But in the different situations of so-called "permanent residence", "temporary residence", "ordinary residence", "principal residence" and the like, the adjectives do not affect the fact that there is in all cases residence; and that quality is chiefly a matter of the degree to which a person in mind and fact settles into or maintains or centralizes his ordinary mode of living with its accessories in social relations, interests and conveniences at or in the place in question. It may be limited in time from the outset, or it may be indefinite, or so far as it is thought of, unlimited...
 Earlier, Rand, J. held that:
It is quite impossible to give [the word] "residing" a precise and inclusive definition. It is highly flexible, and its many shades of meaning vary not only in the contexts of different matters, but also in different aspects of the same matter.
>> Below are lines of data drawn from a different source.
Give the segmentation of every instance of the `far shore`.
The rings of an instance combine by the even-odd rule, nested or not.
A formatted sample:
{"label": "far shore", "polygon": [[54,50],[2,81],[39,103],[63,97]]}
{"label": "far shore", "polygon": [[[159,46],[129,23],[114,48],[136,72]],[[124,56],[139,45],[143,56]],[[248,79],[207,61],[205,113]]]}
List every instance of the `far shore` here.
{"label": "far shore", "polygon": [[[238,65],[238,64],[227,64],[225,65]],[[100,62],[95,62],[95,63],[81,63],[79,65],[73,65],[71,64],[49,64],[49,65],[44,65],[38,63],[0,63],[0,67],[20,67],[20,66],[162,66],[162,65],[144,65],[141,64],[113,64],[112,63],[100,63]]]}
In one case it is satisfied by certain elements, in another by others, some common, some new.
 In the appeal at bar what is important in determining whether the appellant resided in Canada are the spatial bounds within which Mr. Revah spent his life or to which his ordered or customary living was related and the degree to which Mr. Revah in mind and in fact settled into or maintained or centralized his ordinary mode of living with its accessories and social relations, interests and conveniences.
 The appellant and his witnesses, his son and accountant, were cross‑examined carefully and, on the whole, their testimony on cross‑examination did not put in serious doubt their evidence in chief. There are, however, two matters that disturb me and these are that in filing his Canadian and United States income tax returns Mr. Revah reported only the income he earned in the particular country, not his world income, and that his province of residence in the relevant Canadian income tax returns is Quebec and his address was 351 Tait in Ville Saint-Laurent.
 If I find that Mr. Revah was not resident of Canada, the fact that he reported only his United States income in his United States income tax return is a matter for the Internal Revenue Service and not for me or the Canadian Revenue Agency ("CRA"). The fact that his Canadian income tax returns for 1993 and 1994 show his province of residence as Quebec ought to be compared to his United States tax returns for the same years which show his home address in Florida. Also, his Canadian tax return for 1993 states he ceased to be a resident of Canada in 1993; his Canadian tax return for 1994 states he ceased to be resident of Canada in 1994. While this is sloppy reporting on behalf of the tax preparer, it does indicate to some degree that Mr. Revah did not consider himself a resident of Canada in those years.
 Based on this information, Mr. Levy's explanation that his office erred is not unreasonable. He stated that he never made changes to Mr. Revah's address in the computer software he used to prepare the tax returns of Mr. Revah. With respect to Mr. Revah's tax returns for later years, he said he generally received information for the returns in mid‑April of the following year and preparation of the returns is done quickly with the same address error continuing year after year. Mr. Levy has prepared Mr. Revah's tax returns since 1989.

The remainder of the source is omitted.